Radar system

1. A radar system for a motor vehicle comprising: a plurality of transmitters for transmitting a radar signal comprising a continuous wave signal, a receiver for receiving the transmitted radar signal reflected by an object, and a signal re-constructor coupled to the receiver, wherein each transmitter is configured to transmit at least part of the continuous wave signal during a time period, wherein the time period is divided into a number of sample time periods and at least one of the plurality of transmitters is configured to transmit the radar signal during each of the number of sample time periods, wherein the signal re-constructor is configured to determine the coordinates of the object with respect to the radar system from performing measurements of the transmitted signal that is received after being reflected from the object wherein the measurements are performed a number of times equal to the number of sample time periods.

2. The radar system of claim 1 , further comprising a signal generator coupled to the plurality of transmitters, the signal generator being configured to generate a continuous wave signal comprising a frequency modulated continuous wave chirp signal which repeats after the time period.

3. The radar system of claim 1 , further comprising a transmit controller coupled to each of the transmitters wherein the transmit controller is operable to route the continuous wave signal to at least one of the transmitters during each of the sample time periods.

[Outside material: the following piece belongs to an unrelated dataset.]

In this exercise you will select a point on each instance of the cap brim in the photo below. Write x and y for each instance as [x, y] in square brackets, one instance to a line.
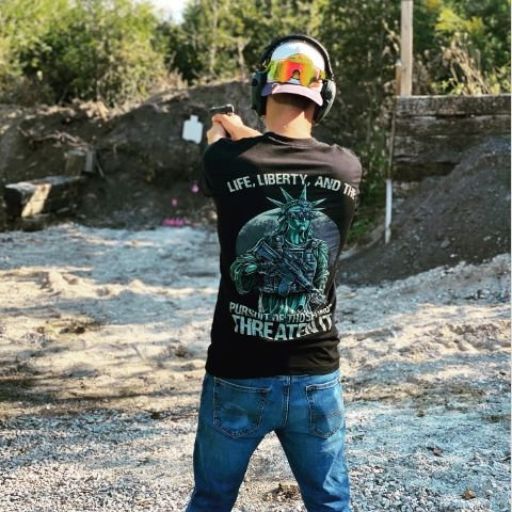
[277, 88]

4. The radar system of claim 3 , wherein the transmit controller is configured to vary the combinations of transmitters used to transmit during the time period in at least one of a pseudo-random sequence, and a Gold code sequence.

5. The radar system of claim 1 , wherein the received radar signal is processed by the signal re-constructor as a sparse signal.

6. The radar system of claim 5 , wherein the signal re-constructor is configured to generate an estimate of the expected signal value of the received signal for each of a plurality of distances between an object and the radar system and an angle of arrival of the received signal and to compare the measured signal value with the expected signal value for each combination of the distances and angles of arrival.

7. The radar system of claim 6 , wherein the signal re-constructor is further configured to determine the most likely location of an object by determining a minimum difference between the expected value and the received signal value for each combination of the distance and angle of arrival.

8. The radar system of claim 5 , further comprising an antenna switch module coupled to the controller wherein the controller is operable to couple an antenna to the receiver when not in use by a transmitter.

9. An automatic driver assistance system comprising the radar system of claim 1 .

10. An integrated circuit comprising the radar system of claim 1 .

11. A method of determining the coordinates of an object in a radar system comprising a plurality of transmitters and a receiver, the method comprising transmitting at least part of a frequency modulated continuous wave signal during a time period by varying the combinations of the transmitters used to transmit the signal, wherein the time period is divided into a number of sample time periods and at least one of the plurality of transmitters is configured to transmit at least part of the frequency modulated continuous wave signal during each of the number of sample time periods, receiving the transmitted frequency modulated continuous wave signal reflected from an object, and determining a distance and angle of the object with respect to the radar system from measuring the reflected frequency modulated continuous wave signal, wherein the measuring is performed a number of times equal to the number of sample time periods.

12. The method of claim 11 , wherein the continuous wave signal comprises a frequency modulated continuous wave chirp signal of a duration equal to or less than the time period.

13. The method of claim 11 , wherein determining the distance and angle of the object further comprises summing values of the received signal strength for each element of a matrix, each matrix element representing a signal strength value for a particular angle of arrival value and range value.

14. The method of claim 13 , wherein determining the distance and angle of the object comprises assuming that the majority of elements in the matrix are zero.

15. The method of claim 11 , wherein determining the distance and angle of an object further comprises: generating an estimate of the expected signal value of the received signal reflected from an object over a combination of a range of distances and angles of arrival comparing the measured signal value with the expected signal value for each combination of the distance and angles of arrival.